となり、現在の8,264円は、2年後の10,000円に等しいことが分かります。

t年後の現在割引価値

 上記の例から、次のことが分かると思います。

  1年後 … 1回割り算
  2年後 … 2回割り算

ということは、t年後の現在割引価値を出すには、t回割り算をすれば、計算できることが分かります。

 少し数学的になりますが、t年後の金額をA_t、金利をrとすると、次のような式で計算できます。

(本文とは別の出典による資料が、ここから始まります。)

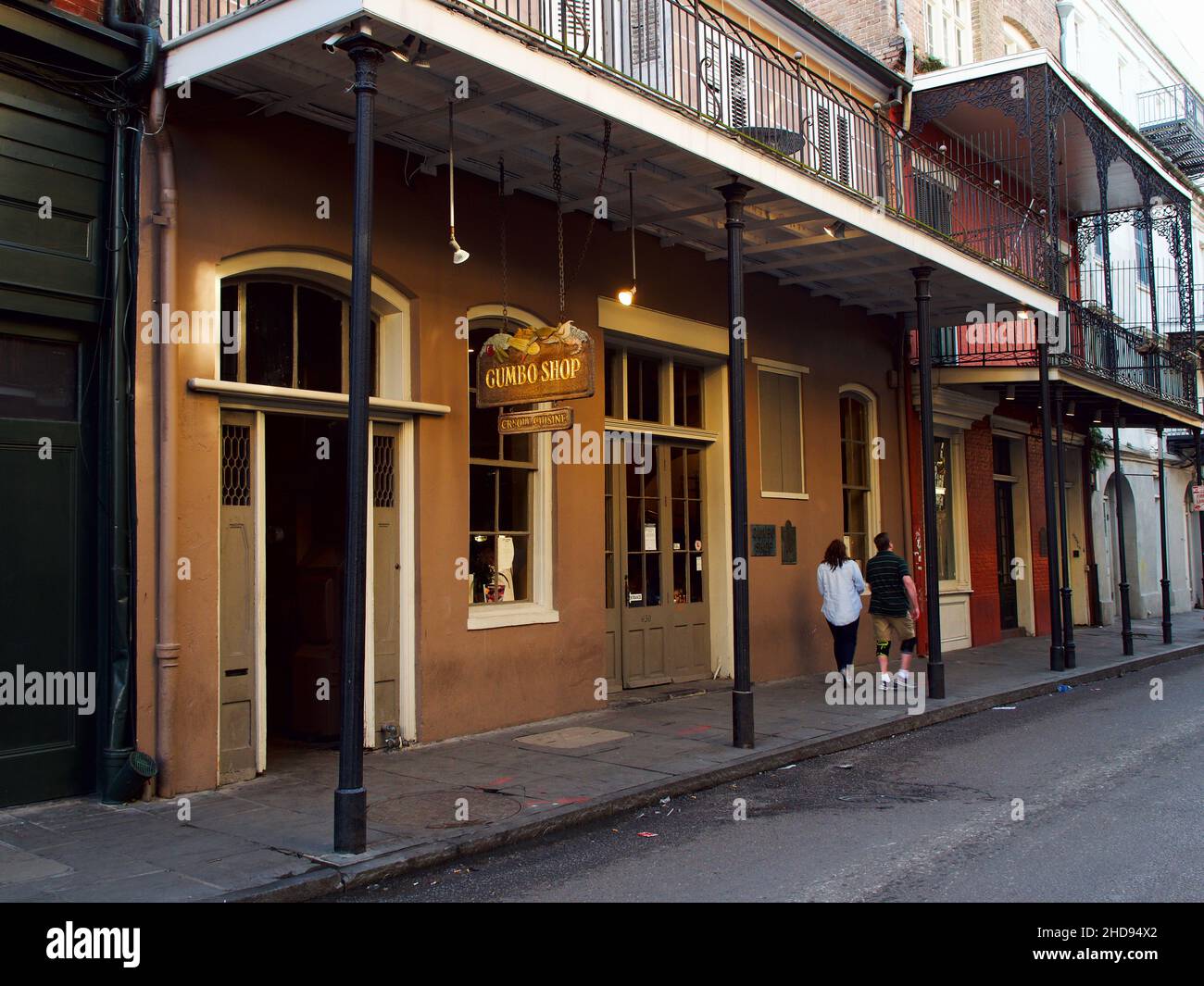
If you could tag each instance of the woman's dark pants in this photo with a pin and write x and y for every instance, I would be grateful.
(844, 643)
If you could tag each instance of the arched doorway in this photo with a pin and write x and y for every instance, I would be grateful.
(1119, 499)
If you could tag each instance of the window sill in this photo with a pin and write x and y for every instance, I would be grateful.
(510, 614)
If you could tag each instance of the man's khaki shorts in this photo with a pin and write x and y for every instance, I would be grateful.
(902, 625)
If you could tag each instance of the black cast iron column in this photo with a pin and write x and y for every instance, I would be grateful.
(350, 798)
(1067, 602)
(1162, 532)
(742, 694)
(1058, 654)
(1118, 507)
(931, 577)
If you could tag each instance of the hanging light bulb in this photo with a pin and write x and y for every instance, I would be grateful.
(627, 295)
(458, 255)
(404, 53)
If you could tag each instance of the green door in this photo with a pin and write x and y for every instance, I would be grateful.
(47, 580)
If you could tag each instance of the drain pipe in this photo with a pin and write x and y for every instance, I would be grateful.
(908, 60)
(167, 649)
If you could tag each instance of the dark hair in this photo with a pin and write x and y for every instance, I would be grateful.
(835, 554)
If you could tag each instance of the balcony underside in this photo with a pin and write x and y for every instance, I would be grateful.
(678, 159)
(1181, 141)
(1090, 393)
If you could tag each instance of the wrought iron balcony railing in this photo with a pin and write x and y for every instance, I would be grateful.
(1085, 340)
(695, 59)
(1172, 119)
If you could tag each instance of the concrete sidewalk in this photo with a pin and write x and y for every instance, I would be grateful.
(270, 838)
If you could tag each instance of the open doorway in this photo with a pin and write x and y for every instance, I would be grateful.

  t年後の現在割引価値 = \dfrac{A_t}{(1+r)^t}

 ここで、\frac{1}{(1+r)^t}は、1+rt回、割り算することを表しています。

補足

 この割引という概念は、元々は商慣習から来ています。

 3か月後にお金がもらえる手形(受取手形)をもっていたとしましょう。
 しかし、お金が必要なので、その期限前に銀行に行けば、その手形を現金に換えてもらうことができます。

 ただ、期限前なので、その間の金利分を差し引いた分の現金となります。

 いわゆる「手形の割引」というものです。